2010 KIM PHUC FOUNDATION, named for the little girl pictured running down the road burned by napalm, and established in 1997 by VN veterans to fund the work of international organizations providing free medical assistance to victims of war and terrorism.
2011 STAND DOWN, a national organization based in San Diego, CA, for establishment throughout the U.S. of weekend encampments for homeless veterans offering free medical care, camaraderie, and basic needs, as well as compassionate caregivers.
2012 St. Louis Honor Flight, a non-profit organization started in 2005 when 6 small planes flew out of Springfield, Ohio, to take veterans to Washington DC. This organization is credited solely to honor American Veterans for all their sacrifices. Honor Flight transports the HEROES to Washington DC to visit and reflect at their memorials.
2013 The D.O.V.E. (Development of Vietnam Endeavors) Fund is a non-profit corporation founded by several Vietnam veterans, Rotarians, and other concerned citizens in January 2000 in Toledo, Ohio.

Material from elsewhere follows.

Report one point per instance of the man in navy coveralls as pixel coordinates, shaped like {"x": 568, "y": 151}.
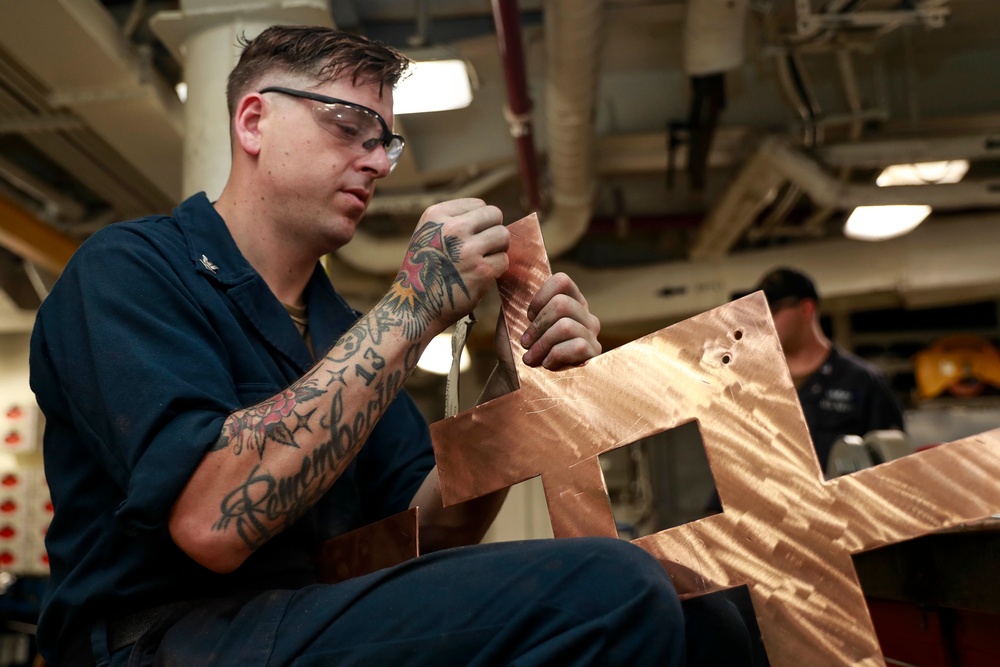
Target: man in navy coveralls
{"x": 215, "y": 411}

The goal is to provide humanitarian and development assistance to areas in Vietnam; to promote communication, education and cultural exchanges that reflect the best qualities of both cultures, and to create an environment brightened by hope and sustained by peace.
2014 The Elizabeth Dole Foundation – Established in 2012 to elevate the critical issue of the challenges and needs of millions of family members serving as caregivers to wounded veterans. Developing partnerships, providing resources, and creating public awareness of these “hidden heroes.”
2015 The Valor Club of San Antonio provides a place for the healing power of sport to help veterans.
2016 krma USPARTNERS - A partnership that supported 20 women in a Ugandan village who survived the violence of a resistance army. They shared resources and cooperated in feeding and caring for their children. Now they are working to move from subsistence living to developing a life of commercial farming.
2019 Friends of Fisher House Charleston SC - Maintains comfort homes where military and veteran families can stay free of charge while a loved one is in the hospital. Fisher House Charleston is the only one in South Carolina.